Y es lo que ocurre, precisamente, con las protestas elucubradas por los trabajadores del Poder Judicial que, mediante la presión, tratan de que se eche atrás la reforma judicial que tanto requiere el país en su desarrollo y transformación.

En este contexto social, es lamentable que los poderosos del gobierno y del Poder Legislativo no se sienten a dialogar con personas o grupos a quienes consideran débiles o enemigos.

Craso error.

Y es entonces cuando se argumenta que no existen las condiciones para la discusión o el debate, como lo vimos durante los días previos a la aprobación de las leyes secundarias de la reforma judicial.

¡Ah!, pero hasta eso, si tienen lugar algunos encuentros entre grupos que defienden proyectos opuestos en otras materias; como funcionarios públicos que aducen que su cerrazón es porque nada hay que negociar; y legisladores que dicen estar en su derecho, sin que ello signifique que los ‘representantes del pueblo’ tengan voluntad de corregir sus argumentos de disuasión, defensa de intereses, ni menos todavía en dar marcha atrás en atención a las órdenes recibidas, como habrá podido observarse porque, a la iniciativa, no le quitaron ni una coma.
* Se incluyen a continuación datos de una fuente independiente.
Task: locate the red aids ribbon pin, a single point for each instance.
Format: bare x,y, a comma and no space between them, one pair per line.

Las bases sólidas en las que prospera la democracia, sólo se dan a condición de que las fuerzas políticas y sociales, que toman parte en las luchas por alcanzar o conservar el poder, se encuentren en condiciones de presencia similar y equilibrada.

De ahí que la discusión en la búsqueda de consensos entre los más diversos actores político-sociales, acerca de una problemática, solamente pueda ocurrir teniendo voluntad pa’ privilegiar el diálogo como el recurso único para dirimir sus diferencias.

Si lo anterior no da resultados, los individuos, organizaciones, grupos inconformes y los promotores de cualquier asonada, inician una etapa de resistencia no violenta, pero quienes en la ilegalidad fincan su presencia, regularmente cometen ilícitos al amparo de su derecho a manifestarse.

Es entonces, cuando se pierde toda posibilidad de zanjar problemas mediante el diálogo.